Pour quiconque sait ce que c’est qu’une belle nuit passée en mer, qu’il se représente l’apôtre, se livrant après tant de travaux, avant tant de souffrances, à quelques heures de ce calme dont rien ne peut donner l’idée. Sur quoi se portaient alors ses pensées ? Sans lui prêter une sensibilité rêveuse et efféminée, qui conviendrait mieux à nos âmes qu’à la sienne, quel moment solennel, cependant, que celui où il se trouvait ! Que de souvenirs, que de vagues appréhensions, que de pensées tristes et sérieuses, devaient se presser confusément dans son âme ! Il quittait cette Asie, qui depuis quinze ans avait été pour lui le théâtre des travaux les plus richement bénis, et il la quittait pour ne plus la revoir. Il s’avançait rapidement, au contraire, vers cette ville de Jérusalem, où tout lui annonçait non pas seulement des déceptions, mais des dangers, et des persécutions plus cruelles qu’aucune de celles qu’il avait encore éprouvées. Derrière lui, il laissait des amis qui l’aimaient comme un père ; il avait encore le cœur tout ému des témoignages de tendresse et de dévouement qu’il avait reçus, à Milet, des derniers d’entre eux dont il eût serré la main. En avant, il savait qu’il n’aurait à rencontrer que beaucoup d’inimitié et fort peu de bienveillance. Aussi, dès le principe, il avait entrepris son voyage sous une impression douloureuse. Au moment de partir, il écrivait de Corinthe aux Romains : Mes frères, je vous en supplie par notre Seigneur Jésus-Christ, et par la charité de l’Esprit, combattez avec moi dans vos prières à Dieu pour moi, afin que je sois délivré des rebelles qui sont en Judée, et que mon ministère à Jérusalem soit rendu agréable aux saints. Hélas ! et il avait eu un triste avant-goût des traitements qui l’attendaient, dans le complot que les Juifs avaient formé contre sa vie au moment même de son départ. De ville en ville, enfin, comme il le disait lui-même aux pasteurs d’Éphèse, il avait été averti plus clairement par le Saint-Esprit que des liens et des tribulations l’attendaient au terme de son voyage et qu’il devait se préparer à tous les sacrifices jusqu’à celui de la vie, pour l’amour du Seigneur Jésus. Voilà bien de quoi le plonger dans de tristes réflexions, n’est-ce pas ?
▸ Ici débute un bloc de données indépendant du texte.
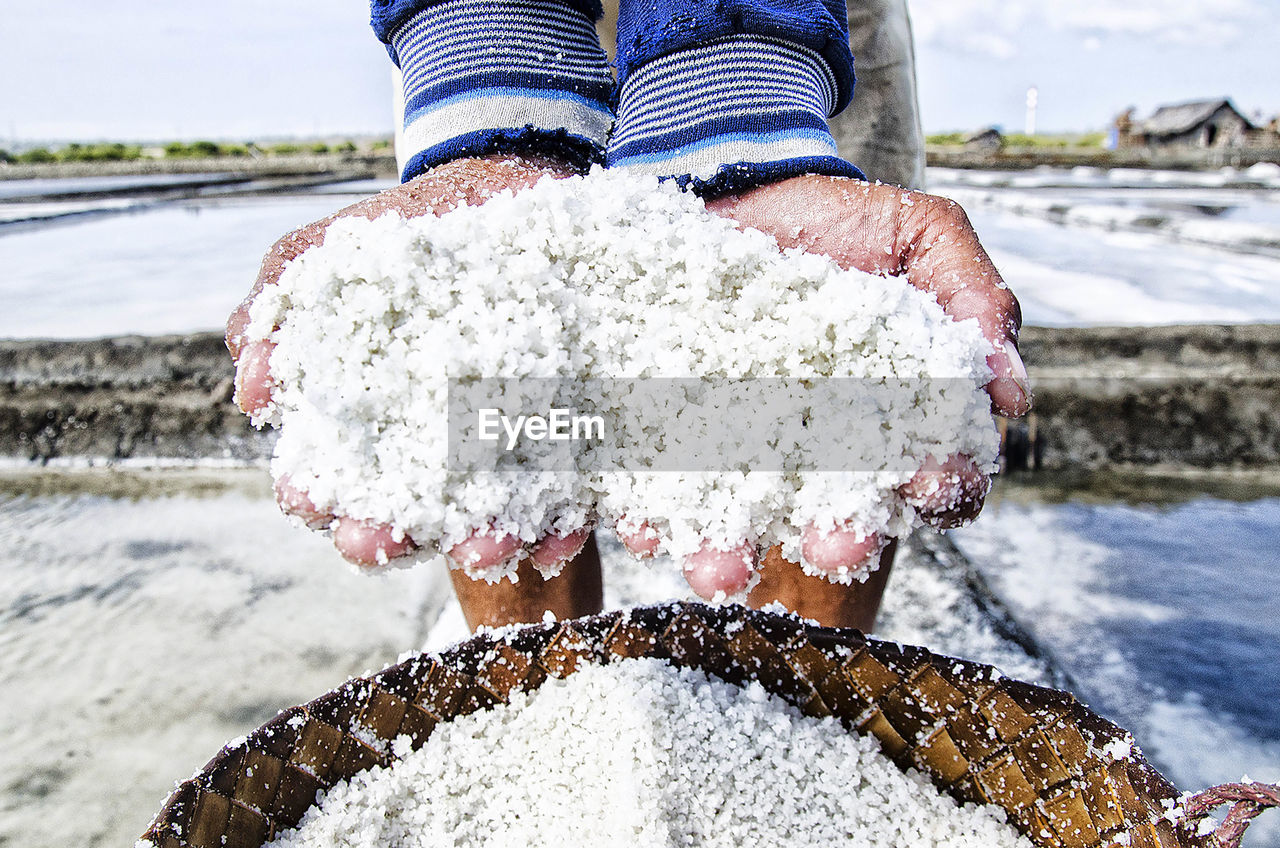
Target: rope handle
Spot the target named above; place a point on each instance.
(1247, 801)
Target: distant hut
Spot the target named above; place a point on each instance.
(984, 141)
(1202, 123)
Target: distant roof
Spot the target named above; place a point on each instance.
(1182, 117)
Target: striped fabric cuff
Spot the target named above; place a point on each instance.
(728, 115)
(502, 76)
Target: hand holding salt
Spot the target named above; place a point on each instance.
(385, 500)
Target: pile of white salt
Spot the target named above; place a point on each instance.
(640, 753)
(609, 276)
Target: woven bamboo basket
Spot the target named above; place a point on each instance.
(1050, 762)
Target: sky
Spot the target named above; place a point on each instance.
(245, 69)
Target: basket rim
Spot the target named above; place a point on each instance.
(481, 670)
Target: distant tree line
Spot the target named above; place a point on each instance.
(117, 151)
(1022, 140)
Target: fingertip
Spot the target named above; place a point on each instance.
(236, 329)
(484, 550)
(369, 543)
(553, 548)
(716, 574)
(254, 381)
(840, 548)
(640, 539)
(950, 493)
(1010, 387)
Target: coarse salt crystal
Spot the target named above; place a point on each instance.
(609, 276)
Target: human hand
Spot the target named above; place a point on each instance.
(882, 229)
(460, 182)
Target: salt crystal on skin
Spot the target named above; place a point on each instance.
(609, 276)
(641, 753)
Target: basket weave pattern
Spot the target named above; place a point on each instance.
(1036, 752)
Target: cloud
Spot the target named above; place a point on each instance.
(997, 30)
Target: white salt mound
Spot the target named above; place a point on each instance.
(609, 276)
(643, 753)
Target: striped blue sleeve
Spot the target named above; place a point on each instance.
(498, 76)
(731, 94)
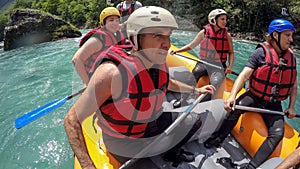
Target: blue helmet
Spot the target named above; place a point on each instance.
(280, 25)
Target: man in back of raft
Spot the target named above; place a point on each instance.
(271, 70)
(127, 92)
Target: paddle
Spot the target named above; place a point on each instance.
(254, 109)
(206, 63)
(165, 133)
(35, 114)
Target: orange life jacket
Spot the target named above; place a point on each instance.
(214, 47)
(109, 39)
(140, 101)
(273, 81)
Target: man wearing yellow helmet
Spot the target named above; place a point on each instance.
(97, 41)
(127, 92)
(216, 47)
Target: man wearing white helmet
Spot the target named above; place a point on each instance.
(127, 90)
(216, 47)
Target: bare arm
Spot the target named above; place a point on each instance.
(238, 85)
(193, 44)
(291, 160)
(230, 55)
(96, 93)
(91, 46)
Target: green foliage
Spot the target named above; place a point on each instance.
(244, 15)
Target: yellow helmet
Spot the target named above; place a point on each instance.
(106, 12)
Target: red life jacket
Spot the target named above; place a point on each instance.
(272, 82)
(106, 37)
(140, 101)
(214, 47)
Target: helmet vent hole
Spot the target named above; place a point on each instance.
(156, 19)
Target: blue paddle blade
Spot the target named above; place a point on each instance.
(33, 115)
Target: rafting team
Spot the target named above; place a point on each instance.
(127, 79)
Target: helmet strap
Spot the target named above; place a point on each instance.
(139, 48)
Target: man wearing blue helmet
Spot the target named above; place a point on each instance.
(272, 74)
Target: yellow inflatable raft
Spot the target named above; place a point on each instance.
(250, 130)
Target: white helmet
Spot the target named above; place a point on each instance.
(213, 15)
(146, 17)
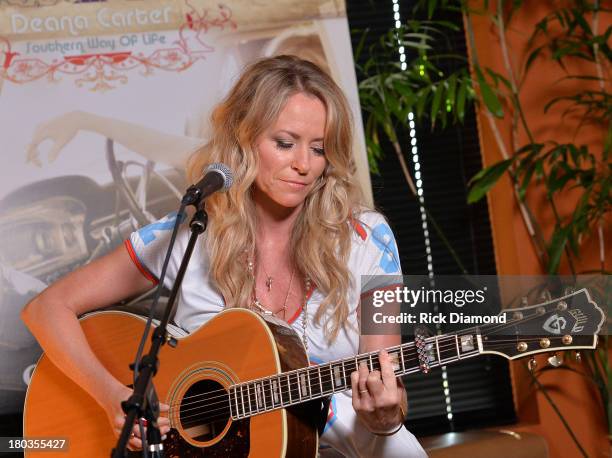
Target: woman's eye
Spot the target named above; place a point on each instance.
(319, 151)
(283, 145)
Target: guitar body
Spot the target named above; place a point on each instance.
(235, 346)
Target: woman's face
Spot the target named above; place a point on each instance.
(291, 155)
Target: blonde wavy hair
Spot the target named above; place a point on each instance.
(321, 236)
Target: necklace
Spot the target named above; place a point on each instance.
(267, 311)
(269, 279)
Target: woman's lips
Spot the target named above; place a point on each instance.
(295, 184)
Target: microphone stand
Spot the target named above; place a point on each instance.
(143, 402)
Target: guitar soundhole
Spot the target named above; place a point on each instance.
(204, 410)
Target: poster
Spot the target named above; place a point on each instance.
(101, 103)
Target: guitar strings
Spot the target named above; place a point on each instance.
(224, 397)
(366, 356)
(441, 344)
(224, 411)
(444, 343)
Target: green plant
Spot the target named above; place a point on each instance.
(437, 85)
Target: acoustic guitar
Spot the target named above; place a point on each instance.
(241, 384)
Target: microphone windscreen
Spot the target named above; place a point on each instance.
(224, 170)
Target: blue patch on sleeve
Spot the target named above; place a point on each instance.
(147, 233)
(383, 240)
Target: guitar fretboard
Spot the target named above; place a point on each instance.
(314, 382)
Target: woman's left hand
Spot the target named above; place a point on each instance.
(378, 395)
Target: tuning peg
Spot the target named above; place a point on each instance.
(555, 360)
(546, 295)
(532, 364)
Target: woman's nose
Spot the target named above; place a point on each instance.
(301, 161)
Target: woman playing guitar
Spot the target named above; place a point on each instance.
(291, 239)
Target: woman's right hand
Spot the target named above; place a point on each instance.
(116, 417)
(60, 130)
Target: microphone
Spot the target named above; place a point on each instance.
(217, 176)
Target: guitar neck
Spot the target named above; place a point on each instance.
(314, 382)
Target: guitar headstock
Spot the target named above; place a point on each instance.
(570, 322)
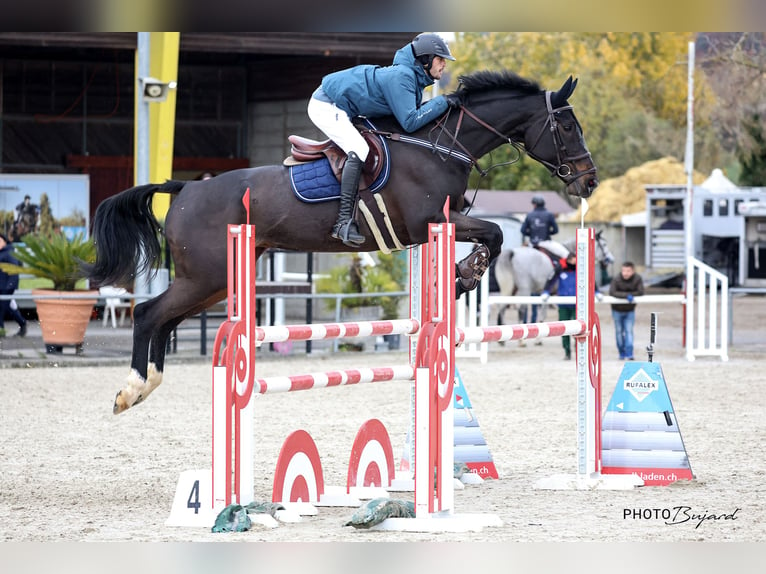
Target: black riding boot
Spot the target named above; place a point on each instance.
(345, 228)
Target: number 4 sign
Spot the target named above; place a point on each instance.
(191, 504)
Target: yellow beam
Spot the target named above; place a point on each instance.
(163, 48)
(163, 66)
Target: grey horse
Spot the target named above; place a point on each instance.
(525, 270)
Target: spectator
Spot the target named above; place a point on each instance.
(627, 285)
(8, 284)
(567, 286)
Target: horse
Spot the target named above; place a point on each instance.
(526, 270)
(429, 169)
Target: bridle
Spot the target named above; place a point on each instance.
(564, 167)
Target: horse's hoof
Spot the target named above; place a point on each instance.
(471, 269)
(119, 404)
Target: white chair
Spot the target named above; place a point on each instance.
(113, 302)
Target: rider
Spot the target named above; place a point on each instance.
(539, 224)
(375, 91)
(24, 207)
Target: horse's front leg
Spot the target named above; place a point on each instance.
(489, 239)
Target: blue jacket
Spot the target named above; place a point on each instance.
(376, 91)
(539, 224)
(8, 283)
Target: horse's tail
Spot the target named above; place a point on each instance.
(125, 232)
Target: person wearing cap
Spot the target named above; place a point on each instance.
(8, 284)
(375, 91)
(539, 224)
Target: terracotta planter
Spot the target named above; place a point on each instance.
(63, 321)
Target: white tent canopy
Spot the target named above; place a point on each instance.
(718, 182)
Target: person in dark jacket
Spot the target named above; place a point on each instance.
(627, 285)
(376, 91)
(8, 284)
(566, 279)
(539, 224)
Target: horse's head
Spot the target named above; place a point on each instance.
(550, 133)
(554, 138)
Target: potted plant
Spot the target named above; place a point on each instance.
(56, 260)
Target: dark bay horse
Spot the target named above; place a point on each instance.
(428, 167)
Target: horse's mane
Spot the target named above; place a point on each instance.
(486, 80)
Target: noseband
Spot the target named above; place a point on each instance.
(564, 167)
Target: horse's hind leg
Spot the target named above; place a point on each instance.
(156, 363)
(154, 320)
(136, 383)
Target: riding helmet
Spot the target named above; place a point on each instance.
(426, 46)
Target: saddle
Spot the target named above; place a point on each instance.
(305, 150)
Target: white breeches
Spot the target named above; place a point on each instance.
(337, 126)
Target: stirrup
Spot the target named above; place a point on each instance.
(348, 236)
(471, 269)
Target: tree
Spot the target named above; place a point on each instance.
(734, 64)
(752, 151)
Et cependant au milieu de tant de sujets de tristesse, que de sujets de joie et d’actions de grâces à repasser aussi dans son cœur ! Si tout devait lui être sujet de tristesse quand il regardait à lui-même, à son passé, à son avenir, tout au contraire ne devait-il pas lui devenir sujet de joie et d’action de grâce, quand il regardait au Seigneur, à l’œuvre du Seigneur, au passé et à l’avenir de cette œuvre ? Le Seigneur a donné de quai chanter pendant la nuit, dit l’Écriture. Et qui n’aime à se représenter celui qui combattait déjà le découragement par des cantiques dans la prison de Philippes, trouvant de nouveau de quoi chanter avec tant de frères qui l’accompagnaient, sur le pont de son navire, alors même qu’il se rendait à Jérusalem pour y être livré ?
Le second jour, les voyageurs aperçurent comme un nuage bleuâtre, sur la gauche, l’île de Chypre dont Paul avait converti le proconsul quinze ans auparavant, où il n’était pas retourné depuis, mais dont la seule vue lui rappelait ses premiers travaux et l’une des plus éclatantes bénédictions dont le Seigneur les eût couronnés. — Enfin, ils virent se dessiner à l’horizon les sommets blanchâtres des montagnes de la Phénicie, et peu après ils jetaient l’ancre dans le port de Tyr. Comme le navire devait décharger là sa cargaison, Paul et ses compagnons mirent pied à terre, et ils demeurèrent sept jours dans cette ville.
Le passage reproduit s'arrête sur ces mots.